Hacker News new | ask | show | jobs
by lovetocode 2120 days ago
.docx is just an archive format. If I remember correctly the contents inside the .docx archive are plain text. Can’t we just use version control inside of there? We would have to of course figure out a way to have git unpack and pack the archive each time.
3 comments

It’s a zip, that’s not the hard part.

Apart from attachments and metadata the actual document is some kind of xml monstrosity that contains the text and the markup. It’s not very useful to just create diffs from that, it looks a bit like the HTML created by FrontPage if you remember that.

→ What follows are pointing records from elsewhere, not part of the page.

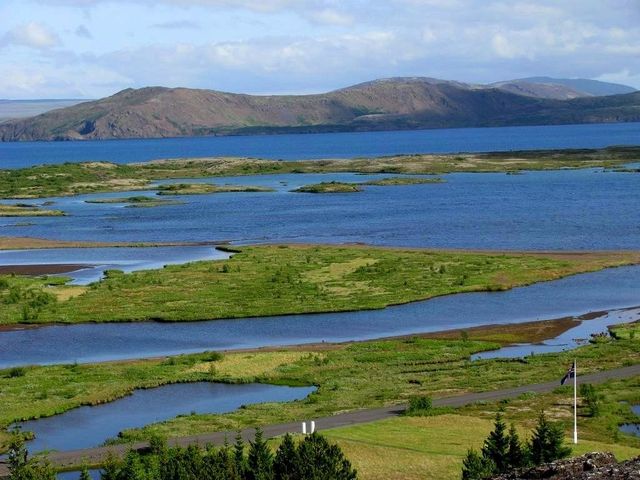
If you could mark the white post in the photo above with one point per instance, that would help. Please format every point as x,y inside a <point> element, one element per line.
<point>575,402</point>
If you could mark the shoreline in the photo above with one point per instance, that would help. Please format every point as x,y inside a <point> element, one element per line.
<point>554,326</point>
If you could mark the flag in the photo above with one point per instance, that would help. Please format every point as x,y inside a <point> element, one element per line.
<point>570,374</point>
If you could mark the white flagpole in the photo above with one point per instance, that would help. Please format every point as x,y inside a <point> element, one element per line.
<point>575,402</point>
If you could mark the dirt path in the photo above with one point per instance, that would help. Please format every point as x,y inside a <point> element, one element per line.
<point>96,455</point>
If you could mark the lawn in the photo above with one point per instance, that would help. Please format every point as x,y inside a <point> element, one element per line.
<point>281,279</point>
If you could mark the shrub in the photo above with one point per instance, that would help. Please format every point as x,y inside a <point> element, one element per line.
<point>420,406</point>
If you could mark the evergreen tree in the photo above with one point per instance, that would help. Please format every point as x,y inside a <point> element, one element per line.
<point>496,446</point>
<point>84,473</point>
<point>260,459</point>
<point>547,443</point>
<point>110,468</point>
<point>238,456</point>
<point>515,453</point>
<point>319,460</point>
<point>23,468</point>
<point>476,466</point>
<point>286,465</point>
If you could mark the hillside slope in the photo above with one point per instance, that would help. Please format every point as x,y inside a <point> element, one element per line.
<point>401,103</point>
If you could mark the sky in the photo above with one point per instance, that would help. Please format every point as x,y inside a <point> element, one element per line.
<point>95,48</point>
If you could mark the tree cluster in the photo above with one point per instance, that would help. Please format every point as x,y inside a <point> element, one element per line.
<point>314,458</point>
<point>503,450</point>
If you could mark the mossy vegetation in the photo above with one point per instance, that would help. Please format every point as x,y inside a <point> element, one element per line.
<point>205,188</point>
<point>139,201</point>
<point>394,181</point>
<point>281,279</point>
<point>348,377</point>
<point>329,187</point>
<point>91,177</point>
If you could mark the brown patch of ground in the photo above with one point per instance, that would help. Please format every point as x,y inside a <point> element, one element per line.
<point>44,269</point>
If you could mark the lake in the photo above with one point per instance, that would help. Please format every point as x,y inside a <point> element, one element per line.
<point>605,290</point>
<point>554,210</point>
<point>568,340</point>
<point>325,145</point>
<point>87,427</point>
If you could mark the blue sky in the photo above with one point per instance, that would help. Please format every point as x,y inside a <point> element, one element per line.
<point>94,48</point>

You can just rename a docx file to .zip, unpack it and peek around.

The XML might be awful for viewing but I do wonder if it would diff better for storage? Git is awfully inefficient for storing binary data.
Not really, as there isn't a linearity or markup feel to the XML. Outside of straight text changes, formatting, rearranging, and internal markups, are not possible to 'visually' diff in the XML.
it is a zip with collection of xml files. Diff on as-is xml from word doesn't work, there are a lot of false positives. Things looks the same from a user perspective, but internally it is different. You would have to interpret/render the content to really tell if it is different. There is also plain tracking noise of word itself.

However, diff on word xml is perfect tool to understand how the microsoft interprets the spec.

You can rename the .docx as .zip, and it unzips into .doc (xml) and folders full of images, etc. (same for .pptx, .xlsx, .etcx)
Huh, I knew that about Open Document formats (.odt, etc) but didn't know MS had adopted it. Cool.